Whether the boycott efforts actually affected release schedules for Left 4 Dead's DLC or Valve's internal pricing plans can be a point for later debate, but this ordeal has either laid a productive groundwork for future developer/fan interactions and dispute resolution or become the exception that proves the rule.

I have historically found boycotts in the videogame space laughable. Despite building a substantial part of my professional life in the periphery of the industry, I just can't drag myself to a headspace where games rise to the importance of anything like a boycott. Even with a company like Activision, whose Snidely Whiplash hijinks are the moustache twisting acts of Saturday Morning Cartoon villainy, I'll still throw my bucks at them when it seems appropriate.

I'm hard pressed to have a buying decision be an all-or-nothing enterprise. No matter how much of a goon I may think some over-payed CEO is being, ultimately there are a lot of highly talented and well deserving people actually doing work that deserves compensation and accolade. It's too easy to vilify an organization.

But for the purposes of this discussion, let's set aside the validity of the boycott itself. Let's perhaps even set aside the difference between a private buying decision and a public temper tantrum, because what we have here is a case study in how both sides of the debate can begin to be more productive.

There needs to be reconciliation between the makers of videogames and the consumers of videogames. The seething hostility that ebbs and flows between the two camps is clearly counter-productive, encouraging the makers of content to become restrictive and narrow-minded while the consumers feel free to subvert the industry and compromise rightful profitability.

I have no idea if this desire to be more in touch with customers is at the heart of Valve's decision to engage in dialogue, but the ends justifies the means.

What is equally remarkable to me, and it's a tragedy that I'm about to say this, is that the boycott founders proved to be reasonable, rational people. I don't know why I assume that stirring up an online protest over the ill-timed release of a sequel is the act of anarchist madness, but that's the way I tend to skew. I am at fault here for prejudging the motivations of these gamers, and I know for a fact that professionals throughout the industry acted the same way.

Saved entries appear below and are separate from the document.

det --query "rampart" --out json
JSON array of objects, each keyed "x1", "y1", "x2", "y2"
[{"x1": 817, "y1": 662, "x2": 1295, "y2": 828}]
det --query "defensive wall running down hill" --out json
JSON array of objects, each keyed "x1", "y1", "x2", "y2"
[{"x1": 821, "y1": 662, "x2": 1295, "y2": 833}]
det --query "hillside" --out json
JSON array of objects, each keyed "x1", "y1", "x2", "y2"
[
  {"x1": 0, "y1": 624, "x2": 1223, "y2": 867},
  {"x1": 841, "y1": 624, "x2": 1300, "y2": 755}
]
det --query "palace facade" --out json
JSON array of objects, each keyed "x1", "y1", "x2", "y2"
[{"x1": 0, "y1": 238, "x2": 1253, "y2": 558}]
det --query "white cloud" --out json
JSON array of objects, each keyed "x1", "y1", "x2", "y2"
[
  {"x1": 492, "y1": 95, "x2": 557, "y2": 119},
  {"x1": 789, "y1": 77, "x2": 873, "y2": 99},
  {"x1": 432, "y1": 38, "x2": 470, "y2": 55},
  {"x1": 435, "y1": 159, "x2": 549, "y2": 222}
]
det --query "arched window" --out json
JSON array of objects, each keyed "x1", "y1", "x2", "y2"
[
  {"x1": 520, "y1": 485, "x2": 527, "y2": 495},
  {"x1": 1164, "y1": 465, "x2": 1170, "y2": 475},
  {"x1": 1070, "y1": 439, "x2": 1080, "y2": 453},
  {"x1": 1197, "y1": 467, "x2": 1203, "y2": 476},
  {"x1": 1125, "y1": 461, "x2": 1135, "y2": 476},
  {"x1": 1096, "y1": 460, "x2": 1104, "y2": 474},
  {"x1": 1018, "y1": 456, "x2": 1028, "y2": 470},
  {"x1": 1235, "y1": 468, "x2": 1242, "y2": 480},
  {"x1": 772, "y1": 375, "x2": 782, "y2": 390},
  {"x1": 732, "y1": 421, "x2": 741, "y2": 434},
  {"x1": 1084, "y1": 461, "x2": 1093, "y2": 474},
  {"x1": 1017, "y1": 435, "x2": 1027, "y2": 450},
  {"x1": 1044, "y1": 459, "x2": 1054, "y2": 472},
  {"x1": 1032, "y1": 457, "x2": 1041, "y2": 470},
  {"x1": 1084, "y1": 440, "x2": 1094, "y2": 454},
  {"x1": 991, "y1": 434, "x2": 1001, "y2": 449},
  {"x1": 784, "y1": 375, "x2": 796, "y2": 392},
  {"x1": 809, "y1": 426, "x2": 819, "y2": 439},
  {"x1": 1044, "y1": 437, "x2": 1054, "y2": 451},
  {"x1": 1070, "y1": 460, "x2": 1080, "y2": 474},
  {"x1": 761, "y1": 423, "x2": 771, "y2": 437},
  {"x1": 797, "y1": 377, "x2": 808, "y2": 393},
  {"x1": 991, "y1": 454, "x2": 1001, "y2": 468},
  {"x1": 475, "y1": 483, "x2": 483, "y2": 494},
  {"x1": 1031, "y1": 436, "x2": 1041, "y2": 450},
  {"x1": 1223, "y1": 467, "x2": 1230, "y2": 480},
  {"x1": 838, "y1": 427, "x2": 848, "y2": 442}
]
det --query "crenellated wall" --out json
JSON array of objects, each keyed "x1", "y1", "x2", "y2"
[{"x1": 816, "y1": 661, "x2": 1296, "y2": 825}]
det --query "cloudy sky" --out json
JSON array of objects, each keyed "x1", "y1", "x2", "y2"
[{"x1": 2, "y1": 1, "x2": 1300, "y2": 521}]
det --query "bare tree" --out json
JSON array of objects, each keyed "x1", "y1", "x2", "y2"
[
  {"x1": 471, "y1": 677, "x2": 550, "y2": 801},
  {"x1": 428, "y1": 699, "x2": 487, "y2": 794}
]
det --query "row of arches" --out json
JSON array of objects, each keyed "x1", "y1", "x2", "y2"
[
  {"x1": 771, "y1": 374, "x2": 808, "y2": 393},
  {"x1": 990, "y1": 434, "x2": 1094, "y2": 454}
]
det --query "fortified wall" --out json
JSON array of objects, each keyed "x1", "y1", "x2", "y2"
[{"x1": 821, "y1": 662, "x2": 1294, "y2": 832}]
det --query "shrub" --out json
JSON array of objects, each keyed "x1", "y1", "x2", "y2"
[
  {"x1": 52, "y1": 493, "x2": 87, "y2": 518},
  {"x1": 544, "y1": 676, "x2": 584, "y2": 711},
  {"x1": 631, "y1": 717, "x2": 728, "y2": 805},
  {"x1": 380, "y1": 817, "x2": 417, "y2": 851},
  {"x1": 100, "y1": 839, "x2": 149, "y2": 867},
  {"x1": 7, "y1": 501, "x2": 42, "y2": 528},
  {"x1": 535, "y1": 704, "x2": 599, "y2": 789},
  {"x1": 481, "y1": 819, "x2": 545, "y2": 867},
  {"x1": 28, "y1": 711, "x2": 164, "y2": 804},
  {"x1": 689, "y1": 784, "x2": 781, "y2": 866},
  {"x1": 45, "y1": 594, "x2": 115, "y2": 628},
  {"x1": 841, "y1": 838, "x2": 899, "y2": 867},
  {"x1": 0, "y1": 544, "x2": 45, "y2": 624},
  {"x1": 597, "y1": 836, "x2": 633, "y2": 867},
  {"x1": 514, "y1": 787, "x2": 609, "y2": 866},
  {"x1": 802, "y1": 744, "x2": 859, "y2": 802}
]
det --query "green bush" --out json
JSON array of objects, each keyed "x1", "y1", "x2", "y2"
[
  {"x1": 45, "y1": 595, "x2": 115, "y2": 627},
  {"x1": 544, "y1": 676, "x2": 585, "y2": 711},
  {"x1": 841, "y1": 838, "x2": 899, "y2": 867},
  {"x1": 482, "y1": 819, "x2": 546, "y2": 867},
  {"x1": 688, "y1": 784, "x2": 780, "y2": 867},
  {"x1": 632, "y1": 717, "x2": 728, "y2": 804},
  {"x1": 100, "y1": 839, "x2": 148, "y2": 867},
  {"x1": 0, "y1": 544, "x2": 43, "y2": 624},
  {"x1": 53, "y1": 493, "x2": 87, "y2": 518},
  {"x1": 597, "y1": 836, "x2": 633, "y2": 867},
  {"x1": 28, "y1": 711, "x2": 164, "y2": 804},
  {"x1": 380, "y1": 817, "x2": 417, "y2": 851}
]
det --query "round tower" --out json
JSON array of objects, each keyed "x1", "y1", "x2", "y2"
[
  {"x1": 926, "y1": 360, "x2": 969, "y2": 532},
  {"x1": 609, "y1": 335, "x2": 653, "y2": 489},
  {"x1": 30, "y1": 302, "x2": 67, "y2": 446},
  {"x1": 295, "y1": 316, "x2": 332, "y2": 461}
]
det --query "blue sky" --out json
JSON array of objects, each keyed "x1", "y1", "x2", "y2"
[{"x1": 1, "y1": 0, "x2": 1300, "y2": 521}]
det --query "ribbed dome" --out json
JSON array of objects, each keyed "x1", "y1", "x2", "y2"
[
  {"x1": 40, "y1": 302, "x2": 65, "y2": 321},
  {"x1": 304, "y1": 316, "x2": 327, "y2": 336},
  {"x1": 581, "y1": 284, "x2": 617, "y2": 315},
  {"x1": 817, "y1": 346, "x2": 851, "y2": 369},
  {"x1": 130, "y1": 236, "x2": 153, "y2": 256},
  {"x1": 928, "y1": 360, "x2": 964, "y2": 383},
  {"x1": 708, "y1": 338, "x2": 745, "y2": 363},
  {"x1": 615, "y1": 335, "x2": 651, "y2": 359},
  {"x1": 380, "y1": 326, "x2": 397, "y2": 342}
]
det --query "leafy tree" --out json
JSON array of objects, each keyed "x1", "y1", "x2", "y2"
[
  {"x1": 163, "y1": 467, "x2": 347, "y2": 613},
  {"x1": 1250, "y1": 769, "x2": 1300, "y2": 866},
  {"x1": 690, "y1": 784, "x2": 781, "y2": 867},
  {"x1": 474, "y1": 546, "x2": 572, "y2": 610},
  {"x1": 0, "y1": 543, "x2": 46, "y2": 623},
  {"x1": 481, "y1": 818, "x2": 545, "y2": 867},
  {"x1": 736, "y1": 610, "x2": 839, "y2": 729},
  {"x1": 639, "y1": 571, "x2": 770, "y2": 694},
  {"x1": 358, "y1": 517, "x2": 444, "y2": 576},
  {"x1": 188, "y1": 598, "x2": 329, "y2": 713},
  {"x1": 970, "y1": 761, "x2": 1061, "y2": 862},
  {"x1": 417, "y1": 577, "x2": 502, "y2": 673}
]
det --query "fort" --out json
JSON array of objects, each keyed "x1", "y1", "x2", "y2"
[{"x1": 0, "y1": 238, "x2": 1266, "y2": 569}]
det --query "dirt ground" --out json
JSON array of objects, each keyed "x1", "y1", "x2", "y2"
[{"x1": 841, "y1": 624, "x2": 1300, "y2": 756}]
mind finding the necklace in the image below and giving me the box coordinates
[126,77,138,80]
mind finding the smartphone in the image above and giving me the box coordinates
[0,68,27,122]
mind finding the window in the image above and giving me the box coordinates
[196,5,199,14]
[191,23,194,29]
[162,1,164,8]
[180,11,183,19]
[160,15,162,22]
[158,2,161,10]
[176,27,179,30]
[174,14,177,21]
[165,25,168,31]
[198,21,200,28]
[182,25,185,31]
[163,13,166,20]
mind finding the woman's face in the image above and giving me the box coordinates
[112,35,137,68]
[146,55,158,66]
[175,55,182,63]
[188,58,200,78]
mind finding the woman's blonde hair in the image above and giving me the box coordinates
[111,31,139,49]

This underlines the lack of mutual respect that seethes between gamers and game makers. Publishers and developers haven't taken the complaints of their customers seriously perhaps because they do not take us seriously, and in return we have waged financial war with them. While I do not condone piracy, it's not difficult to understand the underlying motivations of those who engage in it.

Toxic is perhaps a too kind way of putting the relationships that fester.

Is détente even possible? If so, Valve and the leaders of the L4D2 boycott have given us at least a vague outline of a roadmap. It would be nice to see more publishers and developers engage in active communication with the disenfranchised, and equally nice to see those who have been wronged recognize and retreat when their grievances are addressed.

Sean Sands is a video game writer, podcaster and co-founder of gamerswithjobs.com. He's hoping to eventually negotiate peace in the console wars and be recognized by the Nobel Committee.